Indeed… Only two in history had seen that divine realm. A third who had opened the door without being able to see it was responsible for this by-product of a successful failure. In the E-bomb shell had been placed two false ethers to conceptually resonate. 

“Hey—th-these are heavy; I can’t even stand! ‘Big’ doesn’t even describe these!” 

“You see, Dora, this is the conceptual rewrite of ‘big boob (?) essence’—” 

“ Analysis: Bust value of woman of unknown name. Provisionally categorized under handle ‘megatits.’ Very niche support.’” 

“What are you talking about?! These are going to turn back, aren’t they? I can’t live like this!” 

“Why, I’m fine if we don’t turn back, insofar as I’ve happened to match Chlammy. ? ” 

“You must be joking! Why do I have even less now ?! I won’t tolerate having no boobs! Hey, Fi, saying your small boobs match me, are you indirectly dissing me?! Give me back my boobs!” 

“ Query: This unit’s bust provisionally categorized under ‘ample bosom’… Questioning conceptual rewrite of ‘big boob essence.’” 

“You see, it is not ‘big boob essence’ but ‘big boob (?) essence’—” 

And there the ladies cavorted, their boobs changing randomly . Exactly as in the experiment four days earlier, except that this time it worked without an explosion. The conceptual rewriter used Lóni Drauvnir’s “big boob essence” along with one other false essence. Yes, just the same thing had happened as four days ago—instead of an explosion, it was its by-product . In other words: 

“To summarize, it seems to be as in the experiment of four days ago, when, according to the sublime teachings of my masters, I engraved on unprocessed essence a seal identical to that for the big boob essence and activated this unidentified essence ,” Jibril rehashed for the two who hadn’t been there. “I posit that a two-way reaction with the big boob essence has generated a composite conceptual rewrite.” 

Indeed…the principle was unknown. No one even understood how conceptual falsification worked. Thus, even Jibril was unable to explicate or elucidate this incomprehensibility. But she described it in words in such a rough manner as was possible. So: 

“In short— the conceptual rewrite is in the form of a question : ‘Are these big boobs?’” 

“These clearly cannot be described as big boobs!” 
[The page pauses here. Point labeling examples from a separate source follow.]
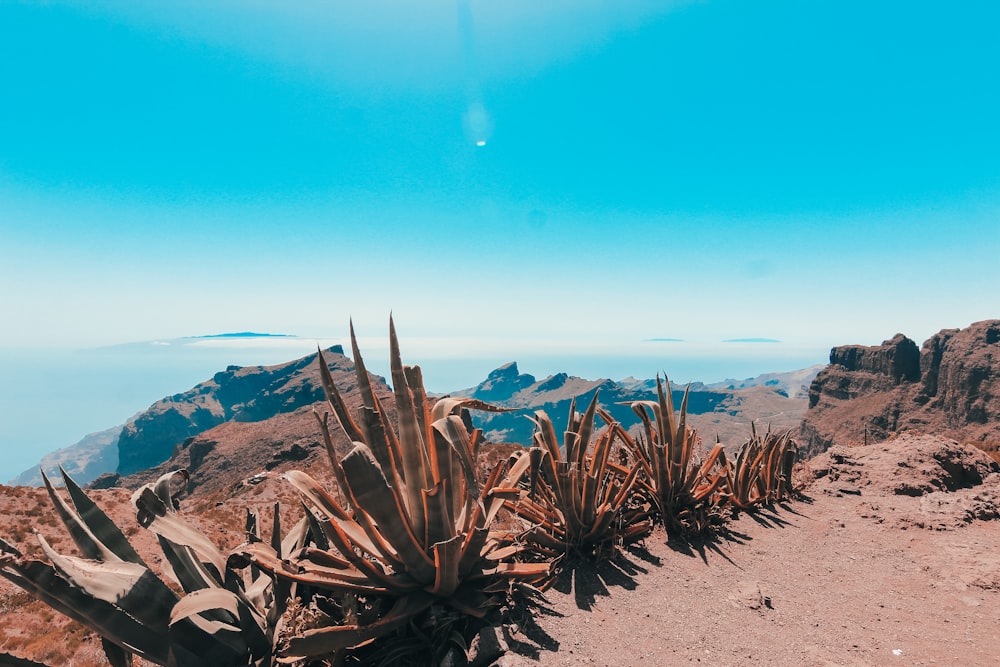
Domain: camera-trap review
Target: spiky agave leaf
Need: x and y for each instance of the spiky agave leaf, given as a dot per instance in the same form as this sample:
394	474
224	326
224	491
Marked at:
112	591
412	525
687	492
763	469
578	499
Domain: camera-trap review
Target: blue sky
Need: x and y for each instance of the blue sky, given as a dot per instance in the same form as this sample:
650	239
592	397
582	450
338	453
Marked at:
817	173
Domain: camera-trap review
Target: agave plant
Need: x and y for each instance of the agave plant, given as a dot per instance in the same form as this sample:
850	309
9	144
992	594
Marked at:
763	469
687	492
410	533
222	619
579	499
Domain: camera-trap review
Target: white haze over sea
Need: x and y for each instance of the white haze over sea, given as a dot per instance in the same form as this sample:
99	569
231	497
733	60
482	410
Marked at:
50	399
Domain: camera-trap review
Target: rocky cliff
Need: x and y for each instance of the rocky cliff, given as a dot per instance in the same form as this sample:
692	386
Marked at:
725	412
950	386
91	457
239	394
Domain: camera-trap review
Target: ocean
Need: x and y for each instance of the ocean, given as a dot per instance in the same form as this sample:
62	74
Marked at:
50	399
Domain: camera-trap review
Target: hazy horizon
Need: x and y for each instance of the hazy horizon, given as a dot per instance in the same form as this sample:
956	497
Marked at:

“Yes, you see, it is ‘big boob (?) essence,’ such as to make everyone ask, ‘These are big boobs?’” 

 …… 

 

“For the record, this is the first and last time I’m gonna play Cupid for anyone, all right?!” 

Sora paid no attention to the commotion. He took the hand of his sister, apparently the only one unaffected: Big boobs? Where? 

“For God’s sake, I’m still updating my years alive and without a girlfriend!! And now I’m supposed to help some d00d land a heroine?! And not just any heroine, but the one and only—the real thing—the brown legal Loli monster girl!” 

“…I hope you find…happiness. ? That’s one heroine…out of the running…” 

The siblings walked away. Veig heard them loud and clear. He grinned softly at the sleeping face of his niece, who still smiled happily in his arms. 

“…Ho… Bitches, I’ve heard your answer… I feel your soul…” 

There was something the otherworldly siblings had never spoken of to the end. They hadn’t put that answer into words, or even returned it in their souls. Indeed… 

“I was wrong to question you. Thanks for showin’ me…the sky…” 

He got the sense that if they could beat this game world, they could say they’d fled to win … So: 

“Lemme help ya build the sky of your future. Let’s be bosom buddies .” 

They’d overthrow this game world, its rules, everything. They’d beat the world. Just you wait.